The most popular origin of the name Langebaan is that the Dutch seafarers named it after the long strip ("Lange Baan") of calm water formed by the Lagoon. The lagoon is not a freshwater lagoon, but it is a saltwater lagoon - which makes it extremely unique. The West Coast National Park is dedicated to protecting this beautiful natural heritage and is a safe haven for many migratory birds.

The West Coast is a rough and hard coast of a cold and unforgiving sea. The landscape changes with the seasons and it is this quality that draws poets, artists, lovers and authors to holiday in Langebaan. This area is gaining popularity with the city living holiday makers of Cape Town and Johannesburg. It has also recently captured the attention of the archaeological world. The 1997 discovery of fossilized human women’s footprints in Langebaan that date back 117 000 years. Just outside Langebaan is the West Coast Fossil Park where mining operations exposed a massive fossil bed. Over 400 new species of extinct animals, frogs and birds have been identified. Khoi tribes, including the Hottentots, Bushmen, and the Strandlopers who are now known as the Khoisan, inhabited the West Coast area prior to the Europeans arrived in the 1600’s.

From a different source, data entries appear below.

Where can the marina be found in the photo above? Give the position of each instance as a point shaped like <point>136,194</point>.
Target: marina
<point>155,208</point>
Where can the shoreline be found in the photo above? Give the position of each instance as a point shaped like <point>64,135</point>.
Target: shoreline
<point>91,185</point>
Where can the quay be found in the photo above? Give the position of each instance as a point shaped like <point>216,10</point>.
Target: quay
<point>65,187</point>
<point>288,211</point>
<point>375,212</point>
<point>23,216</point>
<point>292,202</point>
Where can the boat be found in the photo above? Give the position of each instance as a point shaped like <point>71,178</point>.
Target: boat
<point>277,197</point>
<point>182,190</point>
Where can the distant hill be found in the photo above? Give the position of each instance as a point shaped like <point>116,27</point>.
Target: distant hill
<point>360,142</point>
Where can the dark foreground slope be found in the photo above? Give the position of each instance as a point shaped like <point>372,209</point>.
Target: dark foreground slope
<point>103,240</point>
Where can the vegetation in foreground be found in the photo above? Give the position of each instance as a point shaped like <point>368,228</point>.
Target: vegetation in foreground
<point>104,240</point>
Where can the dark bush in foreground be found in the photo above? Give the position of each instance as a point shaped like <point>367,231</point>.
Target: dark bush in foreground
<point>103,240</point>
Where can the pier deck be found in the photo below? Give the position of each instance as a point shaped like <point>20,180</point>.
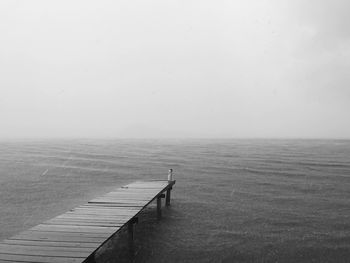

At one end of the lagoon is Saldanha. This massive iron works coats the surroundings with a fine red iron ore dust. The story goes that Saldanha received its name by a mistake, when the German mapmaker Juris van Spilbergen mistakenly attributed the bay as Agoada de Saldanha after the explorer Antonia de Saldanha. The irony is that Saldanha never even came to the bay that bears his name, but rather entered Table Bay.

In the 1600s, the French and the Dutch ships fought in the lagoon. A military station was formed her to stop farmers from illegally trading with ships bound for Table Bay. The 1700s saw the Dutch in conflict with the British. In the guano rush of 1844 – the bird islands are filled with guano - over 300 ships anchored in the lagoon. During the American Civil War, the Confederate Warship, The Alabama, took refreshments aboard in the bay. In 1909, a whaling station was established at Donkergat. Whaling operations ended in 1968 and Langebaan became a fishing village, then a small holiday town alive with water sports and fishing. It is today becoming more internationally known as a tourism hotspot.

Langebaan becomes a focus of tourists in the flower season (July – September) when the wild flowers bloom. During winter and early spring one might catch sight of a Southern Right Whale in the lagoon too.

Sunsets on the west-facing coast are legendary and you’ll experience plenty of dramatic moments. We are sure you will return again and again to this tranquil, magnificently beautiful place.